Frosting is sliding off the cupcakes.
If you’re happy with the frosting itself but it is slipping off the cupcakes when you apply it, it could be that your sponges haven’t cooled sufficiently. Cooling your sponges completely before frosting is very important. Scrape the frosting off and allow the frosting to cool in the fridge and the sponges to cool at room temperature before decorating again.
Frosting is too stiff.
If the butter is too cold the frosting will seize up and if it is too warm it will be too soft. Take your butter out of the fridge for a few hours before baking and it will be much easier to work with. It’s also worth asking if you put too much icing sugar in there. Adding a splash of extra milk will loosen it up.
Frosting has split.
This is often a temperature issue. If your buttercream frosting has split that will be due to it being too hot or too cold. The same goes for your cream cheese frosting, except cream cheese frosting will split much quicker if overbeaten.
If it is too hot or too cool you can help matters by cooling or warming the mixture gently. Some bakers use ice underneath the bowl to cool and a hairdryer on the underside of the bowl to warm it! Changing the temperature can help to bring the mixture back together.
Frosting is lumpy.
This could be because the icing sugar is lumpy or it just hasn’t been beaten for long enough.
Always use a spatula to scrape down the sides of the bowl so that all the ingredients are incorporated and no lumps of butter or sugar are left in the bowl when mixing.
Sifting the icing sugar will help you to avoid obvious lumps of sugar in your frosting. It also helps to bring your butter to room temperature before use so that you don’t get cold lumps of butter in the frosting. To rescue it simply whip for a bit longer.
I want to make frosting in advance.
Just seal your buttercream or cream cheese frosting in a plastic tub and allow to defrost in the fridge before using. Use the frosting within three months. Once defrosted, you can add a spoonful of icing sugar and rewhip for a few seconds until fluffy and spreadable.

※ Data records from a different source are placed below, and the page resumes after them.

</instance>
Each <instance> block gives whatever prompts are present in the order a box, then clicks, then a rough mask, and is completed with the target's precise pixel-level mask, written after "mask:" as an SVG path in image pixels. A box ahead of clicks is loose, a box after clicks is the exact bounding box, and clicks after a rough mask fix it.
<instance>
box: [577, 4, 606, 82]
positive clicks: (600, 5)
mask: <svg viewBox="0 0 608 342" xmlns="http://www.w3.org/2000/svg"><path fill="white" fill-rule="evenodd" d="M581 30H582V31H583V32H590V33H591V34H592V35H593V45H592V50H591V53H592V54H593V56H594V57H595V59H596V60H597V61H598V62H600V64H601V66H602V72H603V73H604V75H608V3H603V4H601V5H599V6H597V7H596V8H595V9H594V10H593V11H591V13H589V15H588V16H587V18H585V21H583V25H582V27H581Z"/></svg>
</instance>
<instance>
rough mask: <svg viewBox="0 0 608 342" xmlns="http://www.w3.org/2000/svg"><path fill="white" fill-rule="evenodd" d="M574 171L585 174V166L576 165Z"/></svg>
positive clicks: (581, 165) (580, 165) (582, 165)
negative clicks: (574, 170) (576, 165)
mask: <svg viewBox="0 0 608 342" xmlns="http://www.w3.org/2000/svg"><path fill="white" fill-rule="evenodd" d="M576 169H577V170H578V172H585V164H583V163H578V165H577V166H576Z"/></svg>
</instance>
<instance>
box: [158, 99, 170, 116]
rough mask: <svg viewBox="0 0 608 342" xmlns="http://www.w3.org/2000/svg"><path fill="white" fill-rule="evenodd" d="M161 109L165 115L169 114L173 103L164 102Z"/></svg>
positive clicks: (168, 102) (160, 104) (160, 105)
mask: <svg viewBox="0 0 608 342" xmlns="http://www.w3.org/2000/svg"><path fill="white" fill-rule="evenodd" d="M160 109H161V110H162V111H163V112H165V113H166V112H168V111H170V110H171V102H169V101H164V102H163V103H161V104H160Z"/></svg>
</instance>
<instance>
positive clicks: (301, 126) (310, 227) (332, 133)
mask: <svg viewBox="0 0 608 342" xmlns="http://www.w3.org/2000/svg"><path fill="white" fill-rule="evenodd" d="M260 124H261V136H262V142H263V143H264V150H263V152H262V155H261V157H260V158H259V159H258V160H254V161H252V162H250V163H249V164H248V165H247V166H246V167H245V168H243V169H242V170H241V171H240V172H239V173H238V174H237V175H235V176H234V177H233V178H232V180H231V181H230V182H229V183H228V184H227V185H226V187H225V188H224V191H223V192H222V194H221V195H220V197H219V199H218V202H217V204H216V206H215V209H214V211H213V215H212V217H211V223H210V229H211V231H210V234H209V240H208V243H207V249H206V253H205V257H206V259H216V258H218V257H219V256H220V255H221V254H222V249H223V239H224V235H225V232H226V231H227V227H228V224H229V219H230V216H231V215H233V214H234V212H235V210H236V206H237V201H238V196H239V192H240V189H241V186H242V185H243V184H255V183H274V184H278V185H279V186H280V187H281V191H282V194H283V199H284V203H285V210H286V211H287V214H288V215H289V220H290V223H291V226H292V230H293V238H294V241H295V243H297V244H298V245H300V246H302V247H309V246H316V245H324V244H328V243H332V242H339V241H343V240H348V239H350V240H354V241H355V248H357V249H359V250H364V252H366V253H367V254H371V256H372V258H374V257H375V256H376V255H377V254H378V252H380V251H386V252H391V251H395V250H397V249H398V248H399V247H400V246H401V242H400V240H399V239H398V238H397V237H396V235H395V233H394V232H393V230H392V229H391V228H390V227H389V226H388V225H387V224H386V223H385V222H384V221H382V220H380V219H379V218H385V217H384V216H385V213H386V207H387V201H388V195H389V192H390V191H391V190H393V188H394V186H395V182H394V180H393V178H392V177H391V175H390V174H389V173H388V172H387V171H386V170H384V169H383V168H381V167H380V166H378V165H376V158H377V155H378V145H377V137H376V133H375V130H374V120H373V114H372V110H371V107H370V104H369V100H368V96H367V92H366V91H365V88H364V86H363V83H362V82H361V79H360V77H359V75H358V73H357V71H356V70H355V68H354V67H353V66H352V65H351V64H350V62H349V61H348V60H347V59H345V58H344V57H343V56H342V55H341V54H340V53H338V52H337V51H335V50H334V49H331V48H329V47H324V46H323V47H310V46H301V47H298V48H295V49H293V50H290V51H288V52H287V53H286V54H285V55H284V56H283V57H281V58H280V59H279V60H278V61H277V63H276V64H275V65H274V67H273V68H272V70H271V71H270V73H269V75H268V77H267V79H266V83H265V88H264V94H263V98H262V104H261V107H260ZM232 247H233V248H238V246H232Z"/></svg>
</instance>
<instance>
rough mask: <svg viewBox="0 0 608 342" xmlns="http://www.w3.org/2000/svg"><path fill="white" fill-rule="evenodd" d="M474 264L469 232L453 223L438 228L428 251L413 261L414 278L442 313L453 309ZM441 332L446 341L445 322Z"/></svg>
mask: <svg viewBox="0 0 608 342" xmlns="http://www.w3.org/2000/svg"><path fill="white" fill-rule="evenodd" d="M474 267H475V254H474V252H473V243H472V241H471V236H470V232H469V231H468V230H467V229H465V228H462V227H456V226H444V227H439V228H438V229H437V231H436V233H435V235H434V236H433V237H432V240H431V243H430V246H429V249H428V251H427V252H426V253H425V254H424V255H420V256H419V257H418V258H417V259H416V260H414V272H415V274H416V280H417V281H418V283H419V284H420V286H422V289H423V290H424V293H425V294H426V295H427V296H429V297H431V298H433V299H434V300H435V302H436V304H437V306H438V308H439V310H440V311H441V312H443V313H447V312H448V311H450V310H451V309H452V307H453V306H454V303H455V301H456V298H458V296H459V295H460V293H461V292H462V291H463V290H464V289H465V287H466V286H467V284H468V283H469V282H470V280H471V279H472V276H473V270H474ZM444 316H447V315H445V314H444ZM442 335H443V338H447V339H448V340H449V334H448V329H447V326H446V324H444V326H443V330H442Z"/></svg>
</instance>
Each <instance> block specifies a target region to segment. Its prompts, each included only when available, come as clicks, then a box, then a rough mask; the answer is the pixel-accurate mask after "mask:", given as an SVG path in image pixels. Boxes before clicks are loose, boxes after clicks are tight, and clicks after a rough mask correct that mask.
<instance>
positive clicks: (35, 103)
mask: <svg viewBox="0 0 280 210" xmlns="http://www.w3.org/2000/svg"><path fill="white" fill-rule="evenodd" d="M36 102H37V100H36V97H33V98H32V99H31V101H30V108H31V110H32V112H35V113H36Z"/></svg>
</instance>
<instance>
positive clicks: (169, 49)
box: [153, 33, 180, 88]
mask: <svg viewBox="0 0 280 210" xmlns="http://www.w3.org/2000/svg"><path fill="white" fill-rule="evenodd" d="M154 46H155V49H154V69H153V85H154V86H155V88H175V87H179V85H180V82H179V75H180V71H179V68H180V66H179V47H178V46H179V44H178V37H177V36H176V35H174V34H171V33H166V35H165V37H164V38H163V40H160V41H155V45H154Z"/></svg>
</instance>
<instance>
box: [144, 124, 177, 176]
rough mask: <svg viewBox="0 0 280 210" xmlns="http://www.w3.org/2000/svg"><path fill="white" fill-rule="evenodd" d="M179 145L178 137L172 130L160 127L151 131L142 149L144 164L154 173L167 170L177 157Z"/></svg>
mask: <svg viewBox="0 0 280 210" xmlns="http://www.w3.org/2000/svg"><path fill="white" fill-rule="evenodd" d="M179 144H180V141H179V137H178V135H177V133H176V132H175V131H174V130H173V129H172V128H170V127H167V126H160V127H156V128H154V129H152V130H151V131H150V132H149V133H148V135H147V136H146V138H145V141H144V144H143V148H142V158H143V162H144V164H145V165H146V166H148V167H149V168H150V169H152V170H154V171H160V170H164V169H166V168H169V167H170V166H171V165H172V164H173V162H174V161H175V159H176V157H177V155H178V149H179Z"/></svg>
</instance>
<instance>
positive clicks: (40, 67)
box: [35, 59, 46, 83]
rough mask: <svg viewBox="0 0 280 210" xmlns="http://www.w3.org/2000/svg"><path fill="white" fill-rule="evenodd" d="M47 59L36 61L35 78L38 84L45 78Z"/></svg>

You can also freeze cupcakes and layer cakes as they are and eat within three months, however, we always prefer the fresh baked taste. We don’t recommend making cream-based frostings in advance as these should be made fresh.
Frosting is too sweet.
In our American recipes our cupcake frostings are unapologetically sweet. If you fancy something a little less sweet, you can experiment with adding less icing sugar to the butter (bearing in mind, this will affect the final volume of frosting produced) or you can try cupcake recipes with a custard or mascarpone frosting which are naturally less sweet.
A tip to remember when making custard frosting is that it needs a lot of vigorous whisking to get it smooth, so don’t give up!
Frosting has air bubbles.
Too much whipping can leave air bubbles in your buttercream frosting. It’s a minor problem and won’t ruin the flavour or texture, but it may not look as pretty when it comes to decorating. Don’t leave your buttercream frosting whipping forever and ever if you don’t want air bubbles. Mix for just over five minutes and then switch your mixer off.